Social Security’s total cost is projected to exceed its total income (including interest) in 2018 for
the first time since 1982, and to remain higher throughout the projection period.

MEDICARE
Medicare has two Trust Funds: the Hospital Insurance (HI) Trust Fund and the Supplementary
Medical Insurance (SMI) Trust Fund. The Trustees project that the HI Trust Fund will pay full
scheduled benefits until 2026, three years earlier than projected in last year’s report. A er the
HI trust fund is depleted in 2026, the share of scheduled benefits that can be paid from
dedicated revenues is 91 percent for the remainder of 2026, declines slowly to 78 percent in
2039, and then rises gradually to 85 percent in 2092.
The 75-year actuarial deficit in the HI Trust Fund is projected at 0.82 percent of taxable payroll,
up from 0.64 percent projected in last year’s report.

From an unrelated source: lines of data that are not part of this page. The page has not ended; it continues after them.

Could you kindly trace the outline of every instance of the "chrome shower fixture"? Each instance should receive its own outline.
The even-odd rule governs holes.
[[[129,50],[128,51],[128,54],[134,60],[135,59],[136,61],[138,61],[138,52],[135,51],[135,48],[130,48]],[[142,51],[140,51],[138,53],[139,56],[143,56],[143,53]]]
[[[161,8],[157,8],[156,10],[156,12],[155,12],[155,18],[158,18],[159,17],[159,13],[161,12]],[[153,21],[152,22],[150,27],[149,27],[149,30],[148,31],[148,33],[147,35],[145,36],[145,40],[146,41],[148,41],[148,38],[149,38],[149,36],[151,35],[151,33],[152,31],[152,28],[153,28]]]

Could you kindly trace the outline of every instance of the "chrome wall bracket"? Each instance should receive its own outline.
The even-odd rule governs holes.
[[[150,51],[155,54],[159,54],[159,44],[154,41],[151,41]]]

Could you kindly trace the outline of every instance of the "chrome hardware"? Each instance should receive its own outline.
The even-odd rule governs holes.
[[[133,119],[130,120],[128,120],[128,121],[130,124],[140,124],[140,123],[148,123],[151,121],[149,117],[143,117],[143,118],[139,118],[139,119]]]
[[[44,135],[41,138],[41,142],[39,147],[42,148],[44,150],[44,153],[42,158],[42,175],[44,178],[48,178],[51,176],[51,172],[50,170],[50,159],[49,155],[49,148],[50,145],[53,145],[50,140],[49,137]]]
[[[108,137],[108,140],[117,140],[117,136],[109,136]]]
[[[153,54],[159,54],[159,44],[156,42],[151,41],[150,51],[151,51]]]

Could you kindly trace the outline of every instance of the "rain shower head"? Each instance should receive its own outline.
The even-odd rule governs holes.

The changed outlook for HI is attributable to adverse changes in both program income and
costs. HI income is projected to be lower than last year’s estimates due to lower payroll taxes
attributable to lowered wages in 2017 and lower levels of projected GDP, and reduced income
from the taxation of Social Security benefits as a result of legislation. HI expenditures are
expected to be higher than last year’s estimates due to higher-than anticipated spending in
2017, legislation that increases hospital spending, and higher Medicare Advantage payments.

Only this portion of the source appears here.